Plumbing – How to cut down a bathroom wall drain

bathroomplumbingsink

I am doing a minor renovation on our second bathroom, and I have run into a problem.

I was able to remove the old vanity,mirror, etc., and repair the drywall. The water valves both leaked, so I removed and replaced both of those. The new vanity (Godmorgon from Ikea) is installed, but now I've run into a slight problem.

The drawer for the vanity hits the wall drain, with about an inch needed for clearance, plus whatever is needed for installing the drain piping from the sink. Also, the drain piping that came with the sink (Also from Ikea) is much smaller than the wall piping.
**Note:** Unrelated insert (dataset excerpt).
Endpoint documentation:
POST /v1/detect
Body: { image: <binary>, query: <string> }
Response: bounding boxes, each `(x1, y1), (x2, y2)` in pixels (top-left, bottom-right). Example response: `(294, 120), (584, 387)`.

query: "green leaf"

I've attached 3 photos of what it looks like, where do I go from here?

Wall piping with Ikea tubing

enter image description here

Wall piping:

enter image description here

Drawer needing clearance:

enter image description here

Best Answer

You'd need to reduce the entrance (easy, fittings are made) and RAISE the pipe in the wall (possible but a relatively huge amount of work/expense.) So I'm not quite sure what you mean with "cut down" the drain pipe.

As shown in the pictures, I'm inclined to say cut a notch in the back of the drawer for pipe clearance, and get the reducer you need to go from the drain you have to the tailpiece (the Ikea plumbing you have.)

Alternatively, cut as much as you need off the base of the vanity unit, but if you've already mounted it, that will be a pain, and if you like the height of the countertop now, it would change.

Responding to comment - if it's glued ABS pipe (as I would appear to be) you'd cut it off at the back of the fitting that's on there and glue on an elbow - there appears to be enough pipe behind the fitting to do that. If threaded, you'd unscrew the fitting and screw on an elbow. Reduced or not reduced it will run into the drawer if going straight out. I'm unclear where you are going to fit plumbing and traps with two drawers evidently in the space they'll need, unless there's some sort of room off to one side.

Additional note: - you really should fill in around those water pipes. That type of convenient opening into the back of cabinets is loved by The Uninvited Guests That Travel and/or Live In The Walls.